= Utuseb =

Utuseb is a small settlement in the Erongo Region in western central Namibia. It is situated in the Namib Desert, approximately 40 km from Walvis Bay on the banks of Kuiseb River. Utuseb has approximately 700 inhabitants and belongs to the Walvis Bay Rural electoral constituency. The people living here belong to the ǂAonin (Southern Topnaar) community, a subtribe of the Nama people.

==History==
Topnaars began settling in the area of Walvis Bay and along the Kuiseb River during the start of the 19th century. They first occupied the area at the mouth of the Swakop River, today the city of Swakopmund, and moved south beyond Walvis Bay to the Kuiseb mouth between 1820 and 1830. A small faction moved upriver to Sandfontein but was attacked and driven away by warriors of the Red Nation. They receded to Rooibank (Scheppmannsdorf during Imperial Germany's colonial rule of South-West Africa).

Missionary Heinrich Schmelen and Captain Amraal Lambert of the Kaiǀkhauan (Khauas Nama) visited the Topnaar around 1824 or 1825 while searching for a hospitable place at the coast to improve logistics for the support of the missionaries in the hinterland.

The place was originally called Iduseb (Khoekhoe: people want to live there but there is no water) but as its spelling and pronunciation changed, so did the meaning of the name: Utuseb in Khoekhoe means something half-round that is situated in a round area.
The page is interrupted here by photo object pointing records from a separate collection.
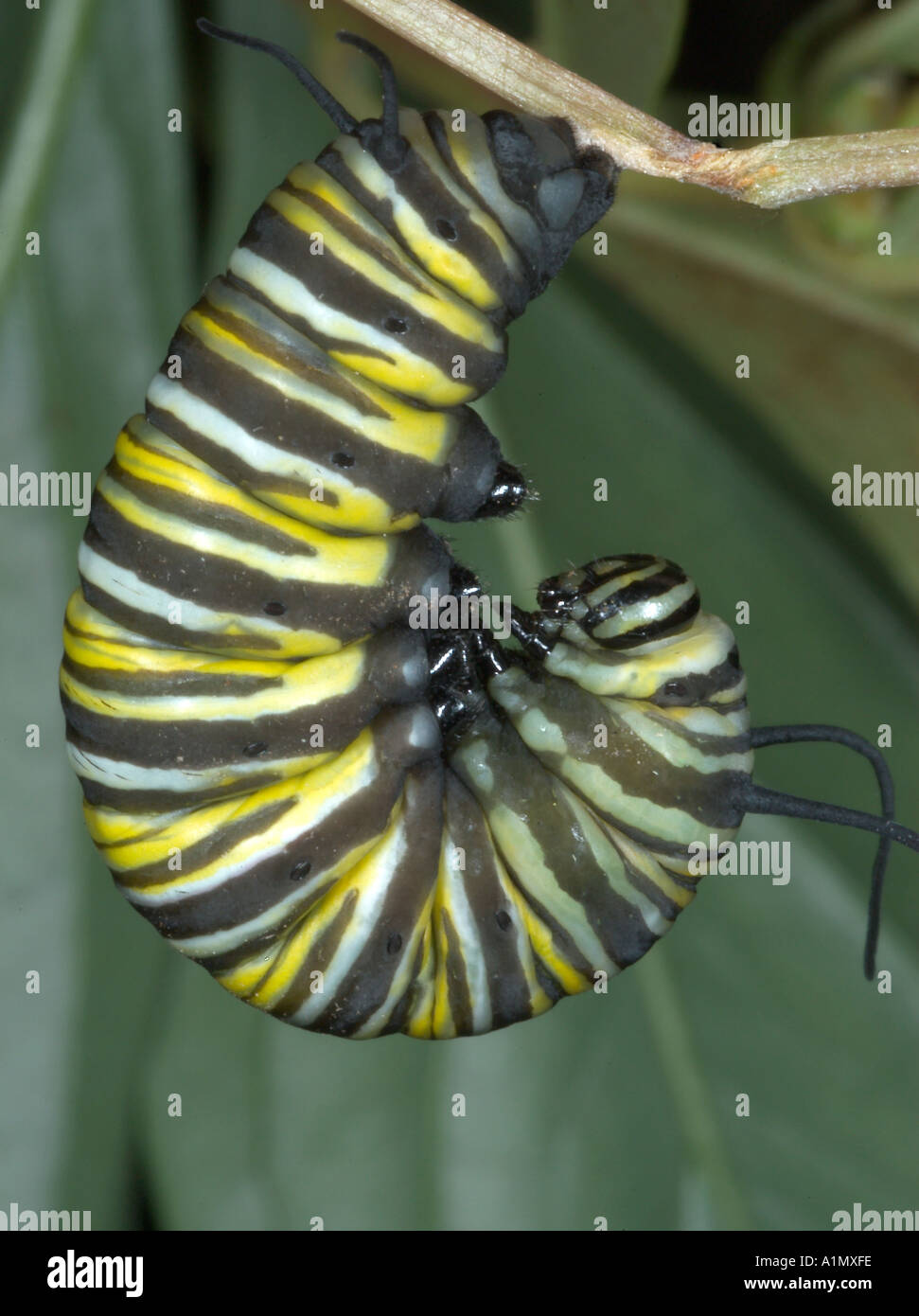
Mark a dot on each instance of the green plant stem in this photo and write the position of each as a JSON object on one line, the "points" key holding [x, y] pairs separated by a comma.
{"points": [[37, 122]]}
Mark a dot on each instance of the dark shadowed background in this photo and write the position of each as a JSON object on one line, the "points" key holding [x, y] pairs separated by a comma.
{"points": [[619, 1106]]}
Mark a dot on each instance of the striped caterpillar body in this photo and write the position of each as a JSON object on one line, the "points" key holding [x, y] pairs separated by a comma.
{"points": [[352, 824]]}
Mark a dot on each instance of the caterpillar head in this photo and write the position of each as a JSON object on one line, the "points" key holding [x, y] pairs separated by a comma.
{"points": [[560, 188], [618, 603]]}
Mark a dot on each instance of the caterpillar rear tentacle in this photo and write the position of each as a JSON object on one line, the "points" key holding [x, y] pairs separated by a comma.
{"points": [[355, 826]]}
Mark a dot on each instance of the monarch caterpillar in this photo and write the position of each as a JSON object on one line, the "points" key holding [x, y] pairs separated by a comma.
{"points": [[354, 826]]}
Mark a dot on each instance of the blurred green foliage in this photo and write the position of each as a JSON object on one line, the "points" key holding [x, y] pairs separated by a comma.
{"points": [[619, 1106]]}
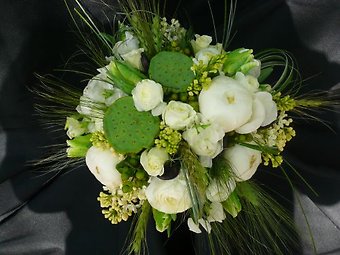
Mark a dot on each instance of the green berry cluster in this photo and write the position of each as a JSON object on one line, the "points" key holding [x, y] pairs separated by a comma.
{"points": [[132, 173], [285, 103], [168, 139], [204, 73], [119, 206]]}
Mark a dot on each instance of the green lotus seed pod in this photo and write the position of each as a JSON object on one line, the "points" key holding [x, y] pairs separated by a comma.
{"points": [[128, 130], [172, 70]]}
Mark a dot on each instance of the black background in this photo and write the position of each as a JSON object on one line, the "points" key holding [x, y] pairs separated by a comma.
{"points": [[59, 214]]}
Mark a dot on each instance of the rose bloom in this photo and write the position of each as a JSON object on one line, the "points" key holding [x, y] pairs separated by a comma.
{"points": [[168, 196], [178, 115], [243, 161], [102, 164], [153, 161], [147, 95], [226, 102], [205, 141]]}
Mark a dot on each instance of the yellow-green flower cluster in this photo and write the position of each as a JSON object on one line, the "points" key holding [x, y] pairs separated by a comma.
{"points": [[168, 139], [99, 140], [286, 103], [173, 33], [119, 206], [204, 72], [276, 136]]}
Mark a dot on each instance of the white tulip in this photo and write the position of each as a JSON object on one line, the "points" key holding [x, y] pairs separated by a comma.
{"points": [[168, 196], [244, 161], [218, 191], [269, 106], [147, 95], [226, 102], [153, 161], [102, 164], [178, 115]]}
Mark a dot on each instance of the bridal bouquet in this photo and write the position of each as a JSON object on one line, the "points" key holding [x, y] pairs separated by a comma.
{"points": [[174, 125]]}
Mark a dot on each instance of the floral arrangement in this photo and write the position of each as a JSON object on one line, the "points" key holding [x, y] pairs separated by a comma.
{"points": [[174, 126]]}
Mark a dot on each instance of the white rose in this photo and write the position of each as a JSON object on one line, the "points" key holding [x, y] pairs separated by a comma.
{"points": [[134, 58], [97, 92], [200, 42], [257, 118], [102, 164], [218, 191], [147, 95], [226, 102], [269, 106], [130, 43], [168, 196], [243, 161], [205, 140], [248, 81], [153, 161], [178, 115], [74, 127], [216, 212], [206, 54]]}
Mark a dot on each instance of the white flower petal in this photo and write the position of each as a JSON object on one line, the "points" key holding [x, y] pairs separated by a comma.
{"points": [[269, 105], [193, 227], [178, 115], [226, 102], [256, 119], [102, 164], [243, 161], [153, 161], [168, 196], [218, 191], [147, 95]]}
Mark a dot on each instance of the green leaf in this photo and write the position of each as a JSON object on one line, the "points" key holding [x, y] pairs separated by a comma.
{"points": [[124, 76], [245, 190], [232, 205], [78, 146], [163, 220], [265, 74]]}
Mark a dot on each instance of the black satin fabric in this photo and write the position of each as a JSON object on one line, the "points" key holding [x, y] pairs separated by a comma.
{"points": [[49, 213]]}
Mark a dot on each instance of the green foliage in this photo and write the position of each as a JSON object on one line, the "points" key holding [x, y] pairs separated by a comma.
{"points": [[163, 220], [137, 244], [78, 146], [289, 78], [232, 205], [128, 130], [262, 227], [124, 76], [196, 178], [172, 70], [239, 60]]}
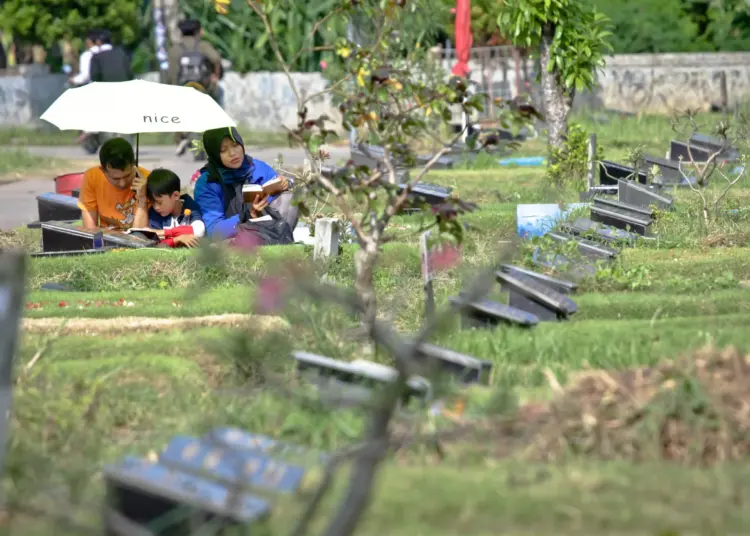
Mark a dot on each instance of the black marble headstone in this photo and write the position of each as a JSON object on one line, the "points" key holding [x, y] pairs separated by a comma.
{"points": [[487, 313], [464, 368], [57, 207], [60, 236], [12, 286], [560, 285], [643, 196], [534, 297]]}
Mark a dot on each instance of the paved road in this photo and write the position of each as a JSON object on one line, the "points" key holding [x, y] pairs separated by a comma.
{"points": [[18, 199]]}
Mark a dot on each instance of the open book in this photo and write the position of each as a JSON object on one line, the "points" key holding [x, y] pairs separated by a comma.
{"points": [[251, 191]]}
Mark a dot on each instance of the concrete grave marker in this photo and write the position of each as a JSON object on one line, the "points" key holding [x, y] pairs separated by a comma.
{"points": [[12, 287], [587, 248], [327, 238]]}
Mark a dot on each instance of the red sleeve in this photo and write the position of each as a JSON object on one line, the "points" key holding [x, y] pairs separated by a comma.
{"points": [[178, 231]]}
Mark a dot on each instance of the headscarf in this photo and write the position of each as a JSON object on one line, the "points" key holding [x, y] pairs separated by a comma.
{"points": [[212, 146]]}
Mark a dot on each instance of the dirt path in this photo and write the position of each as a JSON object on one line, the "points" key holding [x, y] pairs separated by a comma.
{"points": [[133, 324]]}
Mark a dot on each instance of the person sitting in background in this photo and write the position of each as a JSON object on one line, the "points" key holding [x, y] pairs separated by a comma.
{"points": [[218, 191], [176, 218], [113, 194]]}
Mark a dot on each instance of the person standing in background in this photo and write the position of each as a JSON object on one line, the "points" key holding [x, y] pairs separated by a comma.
{"points": [[110, 63], [84, 63]]}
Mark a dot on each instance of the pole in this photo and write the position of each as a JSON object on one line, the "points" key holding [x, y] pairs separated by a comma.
{"points": [[160, 40]]}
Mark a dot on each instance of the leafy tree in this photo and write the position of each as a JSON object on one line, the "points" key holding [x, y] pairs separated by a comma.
{"points": [[384, 94], [572, 38], [44, 22]]}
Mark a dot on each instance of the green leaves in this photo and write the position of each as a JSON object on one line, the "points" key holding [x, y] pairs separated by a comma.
{"points": [[48, 21], [578, 36]]}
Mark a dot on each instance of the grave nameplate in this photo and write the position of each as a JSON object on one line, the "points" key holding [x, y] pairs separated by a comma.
{"points": [[614, 204], [643, 196], [486, 313], [610, 172], [682, 151], [357, 372], [464, 368], [531, 296], [714, 145], [669, 169], [57, 207], [12, 286], [621, 218], [587, 248], [236, 438], [60, 236], [587, 227], [560, 285], [147, 493], [244, 470]]}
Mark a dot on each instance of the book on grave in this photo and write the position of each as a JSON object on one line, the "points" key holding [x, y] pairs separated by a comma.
{"points": [[251, 191]]}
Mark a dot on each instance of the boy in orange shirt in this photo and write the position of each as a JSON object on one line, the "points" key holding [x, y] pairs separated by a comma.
{"points": [[114, 193]]}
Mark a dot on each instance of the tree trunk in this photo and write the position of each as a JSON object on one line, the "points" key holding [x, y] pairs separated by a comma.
{"points": [[556, 101], [364, 268]]}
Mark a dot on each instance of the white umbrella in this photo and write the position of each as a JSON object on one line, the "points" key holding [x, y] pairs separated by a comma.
{"points": [[136, 107]]}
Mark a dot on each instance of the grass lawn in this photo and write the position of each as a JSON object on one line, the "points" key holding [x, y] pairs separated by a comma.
{"points": [[91, 397]]}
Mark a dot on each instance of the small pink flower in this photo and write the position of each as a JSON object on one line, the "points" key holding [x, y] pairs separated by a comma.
{"points": [[444, 258], [269, 296]]}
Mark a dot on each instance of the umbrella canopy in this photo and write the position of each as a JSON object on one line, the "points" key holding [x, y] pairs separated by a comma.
{"points": [[463, 38], [135, 107]]}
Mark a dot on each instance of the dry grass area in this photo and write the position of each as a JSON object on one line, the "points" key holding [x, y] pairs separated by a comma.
{"points": [[134, 324]]}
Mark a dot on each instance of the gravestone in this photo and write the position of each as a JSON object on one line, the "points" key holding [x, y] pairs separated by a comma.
{"points": [[12, 286], [621, 216], [317, 369], [464, 368], [587, 248], [560, 285], [61, 236], [327, 237], [485, 313], [712, 144], [598, 231], [643, 196], [682, 151], [223, 480], [57, 207], [611, 172], [427, 273], [527, 294], [432, 194], [668, 169]]}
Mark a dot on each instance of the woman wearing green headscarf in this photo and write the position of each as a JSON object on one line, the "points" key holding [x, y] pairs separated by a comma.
{"points": [[218, 190]]}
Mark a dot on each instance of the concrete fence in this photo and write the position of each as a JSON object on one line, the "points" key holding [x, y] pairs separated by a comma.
{"points": [[652, 83]]}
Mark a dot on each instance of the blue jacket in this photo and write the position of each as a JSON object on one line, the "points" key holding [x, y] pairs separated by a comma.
{"points": [[210, 199]]}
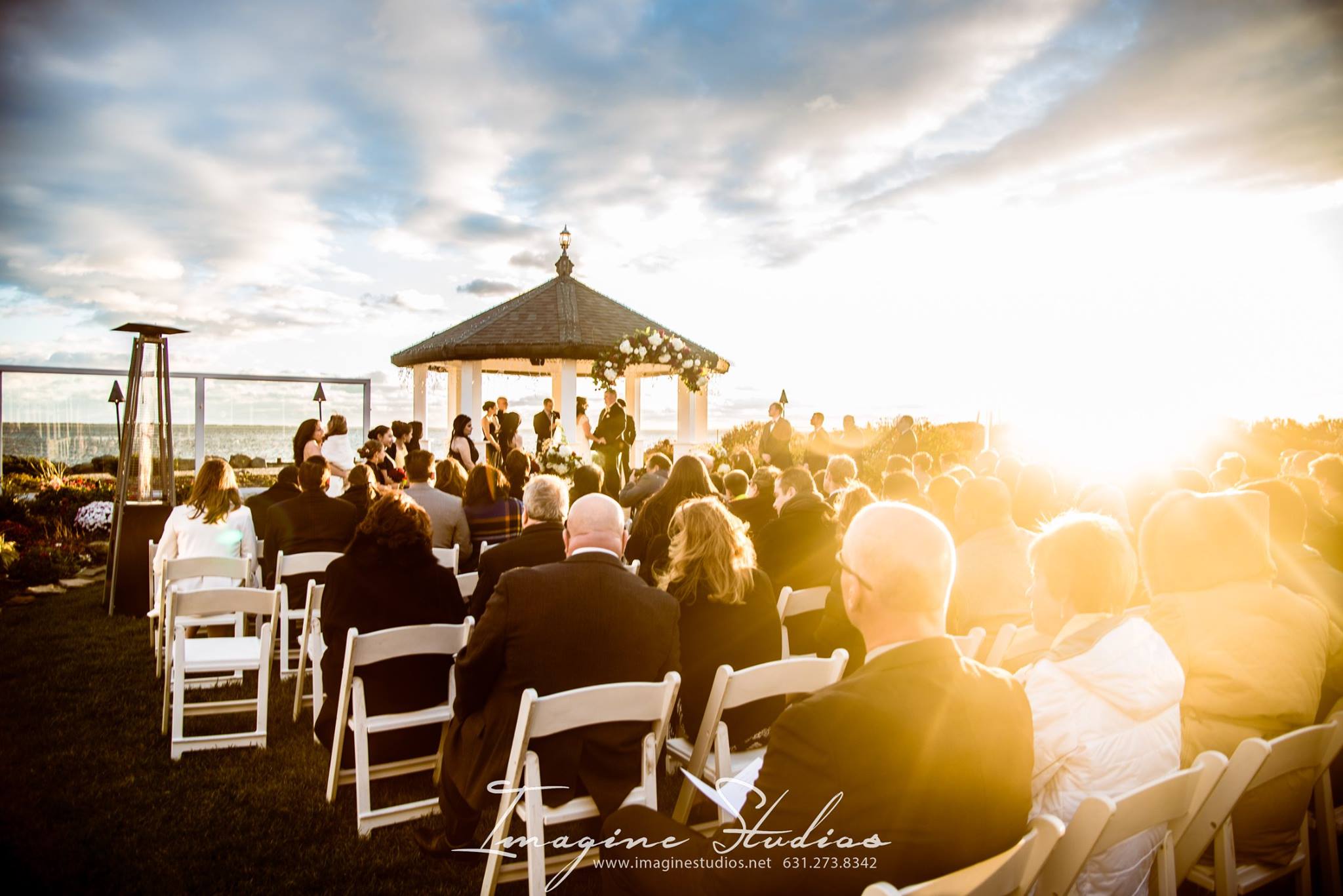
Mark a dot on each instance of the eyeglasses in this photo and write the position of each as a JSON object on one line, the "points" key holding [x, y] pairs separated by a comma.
{"points": [[851, 572]]}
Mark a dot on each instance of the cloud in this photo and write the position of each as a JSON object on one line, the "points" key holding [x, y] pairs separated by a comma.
{"points": [[487, 288]]}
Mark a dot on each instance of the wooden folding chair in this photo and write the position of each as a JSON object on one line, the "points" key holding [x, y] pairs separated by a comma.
{"points": [[367, 649], [216, 655], [291, 564], [648, 701], [449, 556], [1306, 749], [1102, 823], [311, 649], [735, 688], [793, 604], [1008, 874]]}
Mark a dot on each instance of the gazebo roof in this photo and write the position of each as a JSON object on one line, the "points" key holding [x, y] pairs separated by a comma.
{"points": [[561, 319]]}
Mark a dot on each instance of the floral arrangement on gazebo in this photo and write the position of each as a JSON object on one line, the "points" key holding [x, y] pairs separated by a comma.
{"points": [[652, 347]]}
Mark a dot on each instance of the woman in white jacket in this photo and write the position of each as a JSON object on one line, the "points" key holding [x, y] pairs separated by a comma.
{"points": [[1106, 696]]}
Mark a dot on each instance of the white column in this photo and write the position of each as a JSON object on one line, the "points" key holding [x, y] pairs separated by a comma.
{"points": [[420, 393], [634, 408]]}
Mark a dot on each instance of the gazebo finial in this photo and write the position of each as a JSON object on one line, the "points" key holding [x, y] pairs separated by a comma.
{"points": [[565, 266]]}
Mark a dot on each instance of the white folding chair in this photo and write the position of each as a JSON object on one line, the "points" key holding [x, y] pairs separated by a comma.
{"points": [[1102, 823], [311, 649], [1266, 762], [970, 642], [376, 646], [237, 570], [216, 655], [1008, 874], [1016, 641], [797, 602], [449, 556], [288, 564], [735, 688], [648, 701]]}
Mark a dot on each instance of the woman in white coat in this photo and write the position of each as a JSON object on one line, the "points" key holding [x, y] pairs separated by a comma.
{"points": [[1106, 696]]}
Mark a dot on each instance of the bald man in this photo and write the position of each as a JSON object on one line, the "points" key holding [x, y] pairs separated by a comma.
{"points": [[580, 622], [921, 758]]}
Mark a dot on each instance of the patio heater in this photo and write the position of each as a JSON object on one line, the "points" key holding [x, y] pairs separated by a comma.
{"points": [[140, 509]]}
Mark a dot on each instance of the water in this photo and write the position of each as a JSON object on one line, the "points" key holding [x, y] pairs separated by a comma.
{"points": [[81, 442]]}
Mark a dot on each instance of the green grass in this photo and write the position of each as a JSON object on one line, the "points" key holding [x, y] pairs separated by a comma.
{"points": [[93, 802]]}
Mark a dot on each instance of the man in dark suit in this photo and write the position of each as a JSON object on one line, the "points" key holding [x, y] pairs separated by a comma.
{"points": [[774, 440], [893, 758], [285, 488], [546, 500], [312, 522], [582, 622], [544, 423], [607, 441]]}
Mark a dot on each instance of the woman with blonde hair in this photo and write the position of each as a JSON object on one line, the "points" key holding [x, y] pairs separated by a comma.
{"points": [[729, 613], [339, 453], [212, 523]]}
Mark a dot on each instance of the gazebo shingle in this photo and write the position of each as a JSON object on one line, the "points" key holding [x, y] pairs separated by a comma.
{"points": [[561, 319]]}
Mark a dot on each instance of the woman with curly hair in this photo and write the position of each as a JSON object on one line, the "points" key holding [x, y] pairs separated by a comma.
{"points": [[729, 613], [388, 578]]}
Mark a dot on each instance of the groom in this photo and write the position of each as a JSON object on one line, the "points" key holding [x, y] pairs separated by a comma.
{"points": [[609, 441]]}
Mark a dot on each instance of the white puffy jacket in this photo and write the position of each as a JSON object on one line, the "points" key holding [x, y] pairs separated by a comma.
{"points": [[1106, 705]]}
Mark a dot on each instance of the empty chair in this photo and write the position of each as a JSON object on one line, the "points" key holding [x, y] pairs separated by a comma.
{"points": [[212, 656], [291, 564], [711, 756], [1102, 824], [353, 712], [793, 604], [311, 649], [645, 701], [449, 556], [1008, 874], [1307, 751]]}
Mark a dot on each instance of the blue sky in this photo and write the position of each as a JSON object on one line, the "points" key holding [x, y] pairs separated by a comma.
{"points": [[1134, 208]]}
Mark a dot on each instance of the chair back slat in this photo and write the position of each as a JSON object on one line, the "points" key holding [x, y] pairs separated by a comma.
{"points": [[304, 563], [218, 601], [797, 674], [180, 568], [802, 601], [409, 641], [601, 704]]}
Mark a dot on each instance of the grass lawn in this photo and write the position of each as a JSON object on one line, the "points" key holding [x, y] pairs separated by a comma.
{"points": [[93, 802]]}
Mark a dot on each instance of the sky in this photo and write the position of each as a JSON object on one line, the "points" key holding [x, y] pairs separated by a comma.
{"points": [[1129, 212]]}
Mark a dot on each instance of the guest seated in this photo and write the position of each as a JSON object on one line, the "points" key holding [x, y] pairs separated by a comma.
{"points": [[649, 540], [445, 512], [388, 579], [992, 568], [285, 488], [1106, 696], [492, 512], [903, 741], [1254, 653], [546, 501], [539, 631], [360, 490], [588, 480], [729, 614], [451, 476], [312, 522], [656, 469]]}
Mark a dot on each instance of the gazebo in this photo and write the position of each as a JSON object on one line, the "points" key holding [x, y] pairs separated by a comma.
{"points": [[556, 330]]}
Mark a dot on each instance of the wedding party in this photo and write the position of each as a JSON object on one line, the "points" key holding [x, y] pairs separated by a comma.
{"points": [[644, 448]]}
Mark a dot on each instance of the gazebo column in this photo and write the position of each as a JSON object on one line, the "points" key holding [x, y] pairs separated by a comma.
{"points": [[420, 393], [634, 408]]}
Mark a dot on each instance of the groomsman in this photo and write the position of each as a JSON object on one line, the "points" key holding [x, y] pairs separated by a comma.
{"points": [[774, 440], [609, 441], [544, 423]]}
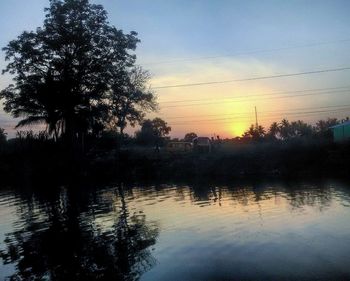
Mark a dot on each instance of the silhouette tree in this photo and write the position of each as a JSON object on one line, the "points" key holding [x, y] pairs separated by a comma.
{"points": [[130, 99], [65, 71], [322, 127], [190, 136], [273, 132], [3, 136], [254, 133]]}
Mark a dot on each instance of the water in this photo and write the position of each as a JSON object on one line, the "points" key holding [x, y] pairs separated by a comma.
{"points": [[177, 232]]}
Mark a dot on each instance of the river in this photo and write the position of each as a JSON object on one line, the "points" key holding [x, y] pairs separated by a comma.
{"points": [[196, 231]]}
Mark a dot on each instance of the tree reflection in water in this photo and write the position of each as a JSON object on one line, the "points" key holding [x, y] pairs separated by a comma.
{"points": [[67, 244]]}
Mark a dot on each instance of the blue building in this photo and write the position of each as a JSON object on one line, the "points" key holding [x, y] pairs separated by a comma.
{"points": [[341, 132]]}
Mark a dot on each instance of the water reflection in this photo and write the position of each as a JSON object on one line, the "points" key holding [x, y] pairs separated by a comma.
{"points": [[61, 239], [178, 232]]}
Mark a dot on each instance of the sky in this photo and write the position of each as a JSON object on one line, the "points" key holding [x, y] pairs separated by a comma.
{"points": [[190, 42]]}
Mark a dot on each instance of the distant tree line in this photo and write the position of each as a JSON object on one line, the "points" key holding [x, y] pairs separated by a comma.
{"points": [[286, 130]]}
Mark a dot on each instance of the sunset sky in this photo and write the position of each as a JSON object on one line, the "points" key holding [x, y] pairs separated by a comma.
{"points": [[185, 42]]}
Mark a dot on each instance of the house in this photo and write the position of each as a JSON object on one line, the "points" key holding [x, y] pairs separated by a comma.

A memorial stone of the Topnaar, the Ebenesser ǁHaibeb Gedenksteen (Afrikaans and Khoekhoe: Captain ǁHaibeb Memorial Stone) is situated in the settlement. It was erected in 1982 and bears the inscription "So far the Lord has helped", as well as the symbols for the ǂAonin (a palm tree) and the Hurinin (a fish).

==Economy and infrastructure==
The settlement is home to JB Brandt Primary School, a boarding school established in 1978.

Utuseb has no improved water and sanitation and is not electrified. Cell phone reception is very poor. The school owns the settlement's only land line telephone. Residents rely on harvesting ǃNara melons, their primary staple food, on livestock farming, and old-age grants. ǃNara products are also sold to tourists in Walvis Bay.